Just prior to Spade’s funeral, Kate Spade New York Foundation announced plans to donate $1 million to support suicide prevention and mental health awareness in honor of the company’s late founder.
“Kate suffered from depression and anxiety for many years,” Andy Spade wrote in a statement to The New York Times.
“She was actively seeking help and working closely with her doctors to treat her disease,” he wrote, “one that takes far too many lives. We were in touch with her the night before and she sounded happy. There was no indication and no warning that she would do this. It was a complete shock. And it clearly wasn’t her. There were personal demons she was battling.”
Reta Saffo, one of Spade’s sisters, told The Star that she had long worried about her sister’s mental health and that when she took her life, the act was “not unexpected.” Spade’s brother responded that Saffo had long been estranged from much of the family, other than Kate, and her interpretation was not accurate.
Andy Spade was not present at the time of his wife’s death, nor was their daughter, who was at school. The couple had separated about 10 months prior to Spade’s death, living in residences not far from each other. Their daughter split time with both mom and dad.
Andy Spade wrote that the couple, who married 24 years ago and were business partners, had not discussed divorce.
“We were best friends trying to work through our problems in the best way we knew how,” he wrote. “We were together for 35 years. We loved each other very much and simply needed a break.”
Kate Spade reportedly left a note to her daughter that was found at the scene of her death telling her daughter she loved her and that her death was not her fault.

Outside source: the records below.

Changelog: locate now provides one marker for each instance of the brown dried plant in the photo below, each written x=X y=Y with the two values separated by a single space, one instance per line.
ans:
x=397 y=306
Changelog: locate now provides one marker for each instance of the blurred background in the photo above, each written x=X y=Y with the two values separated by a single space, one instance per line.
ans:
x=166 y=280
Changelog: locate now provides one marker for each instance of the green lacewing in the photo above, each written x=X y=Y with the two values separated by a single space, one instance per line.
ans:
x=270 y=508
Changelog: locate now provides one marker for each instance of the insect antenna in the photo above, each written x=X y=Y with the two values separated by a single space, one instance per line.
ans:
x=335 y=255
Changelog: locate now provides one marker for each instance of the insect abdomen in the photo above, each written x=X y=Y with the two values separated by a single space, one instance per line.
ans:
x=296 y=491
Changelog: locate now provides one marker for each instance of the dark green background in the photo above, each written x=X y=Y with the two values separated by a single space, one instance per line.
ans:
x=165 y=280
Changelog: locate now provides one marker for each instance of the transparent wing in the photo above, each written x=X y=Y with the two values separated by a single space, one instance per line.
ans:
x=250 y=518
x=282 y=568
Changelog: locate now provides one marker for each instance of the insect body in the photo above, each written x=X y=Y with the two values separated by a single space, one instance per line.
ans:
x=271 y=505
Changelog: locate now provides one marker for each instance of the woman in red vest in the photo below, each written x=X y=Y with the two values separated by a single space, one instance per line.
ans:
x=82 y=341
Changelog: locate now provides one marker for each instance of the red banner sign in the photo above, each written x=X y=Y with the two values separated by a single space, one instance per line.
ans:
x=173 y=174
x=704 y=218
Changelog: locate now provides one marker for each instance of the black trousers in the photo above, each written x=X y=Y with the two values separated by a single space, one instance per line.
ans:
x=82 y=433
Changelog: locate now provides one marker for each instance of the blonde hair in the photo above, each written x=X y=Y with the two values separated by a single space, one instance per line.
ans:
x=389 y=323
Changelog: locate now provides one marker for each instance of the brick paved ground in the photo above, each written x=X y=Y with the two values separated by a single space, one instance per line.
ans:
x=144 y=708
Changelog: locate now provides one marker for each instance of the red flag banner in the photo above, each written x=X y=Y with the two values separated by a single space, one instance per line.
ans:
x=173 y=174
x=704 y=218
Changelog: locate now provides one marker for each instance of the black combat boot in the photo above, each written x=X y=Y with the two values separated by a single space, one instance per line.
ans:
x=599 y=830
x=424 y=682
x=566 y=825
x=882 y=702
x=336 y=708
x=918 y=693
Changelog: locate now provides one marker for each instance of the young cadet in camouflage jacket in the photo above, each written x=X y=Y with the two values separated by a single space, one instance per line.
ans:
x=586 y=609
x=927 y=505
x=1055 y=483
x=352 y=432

Debra Entine of Overland Park, who has suffered depression and arrived early at the funeral, said she hopes part of Spade’s legacy will be to destigmatize mental illness.
In her obituary, which ran in The Star on Sunday, the family noted Spade’s numerous achievements as a designer, but emphasized her humanity and character.
“Those who knew her personally can share stories of a phenomenally loving, giving, humble, warm and affectionate woman who tragically left this world far too soon,” the obituary read. “Katy’s determination was matched only by her generosity. Loyal almost to a fault, Katy could be counted on to support her friends and family in times of trouble without question or judgment. Her sense of humor was one of her most enduring and charming qualities. Her quick and infectious laugh still resonates in the minds of all who knew her. Katy was always perceptive. She always aspired to put the best interests of others ahead of her own. Katy will always be remembered lovingly for her conscientiousness and empathy. She loved animals. She was a devoted wife, mother, daughter and sister. Katy was kind beyond words to describe. She will be dearly missed by those who knew her and by the millions she inspired.”
Soon after her death, Spade’s father expressed his wish that his daughter’s body be returned to Kansas City for burial near her mother, June Mullen Brosnahan, who died in 2010 and is buried at Forest Hill & Calvary Cemetery, 6901 Troost Ave.
“They were very close,” Frank Brosnahan told The Star. The funeral program did not include details regarding interment.
Redemptorist Church is the same church, Frank Brosnahan had said, where his parents — Kate Spade’s paternal grandparents — were wed.
Spade’s ashes were removed from the church Thursday with honor guard-like precision, the urn being held high and walked with slow, deliberate steps to the back of a waiting hearse.
Once the hearse drove off, the church emptied. Spade’s family remained outside, hugging and receiving hugs from the many who knew and loved Kate Spade.